Breathe in and out. Slow. Just like Miriam taught you. No, Louella doesn't give up easy. The pressure in her chest went away.
Miriam had a key, but she didn't live there anymore. Louella looked at the apartment window on the second floor where Miriam had lived and saw the kitchen light turn on. Could it be?
She moved as quickly as she could up the stairs and banged on the door.
"What's going on out here?" a familiar voice asked as the door opened.
"Miriam!"
"I know who I am." She grinned, her dark face alive. "Now, what's all the fuss about?"
"I left my key on the bus and ..."
"I'll bet you haven't eaten either. Canned tuna and apples are about all I've got right now, though. Moved back in late this afternoon. Unfortunately, I will only be able to stay for a few days. Next week when the rent is due a new renter will move in. Now there is something I didn't consider. You should have heard my son fuss when he heard about it. He was unhappy enough about bringing me back."
"Didn't things work out?"
"My big boy has been manager too long. He's a bit bossy. His wife dusts doorknobs twice a day and makes me as nervous as she is. The kids fight more than caged territorial animals."
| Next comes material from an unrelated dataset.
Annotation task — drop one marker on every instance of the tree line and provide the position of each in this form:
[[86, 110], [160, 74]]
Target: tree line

"You could move in with me. Sell some of the furniture. Heck, we could share rent. It'd be a little crowded for a while, but ..."
Miriam grabbed Louella's arm and laughed until she snorted. "Well, my dear friend, we should have come up with that idea years ago. How super-smart of you. Come on in and we'll tell my son."
Louella lifted her chin and pulled her flowered shirt back into place. If Miriam says I'm smart, I've got to be, she thought. Heck, nobody's smarter than Miriam.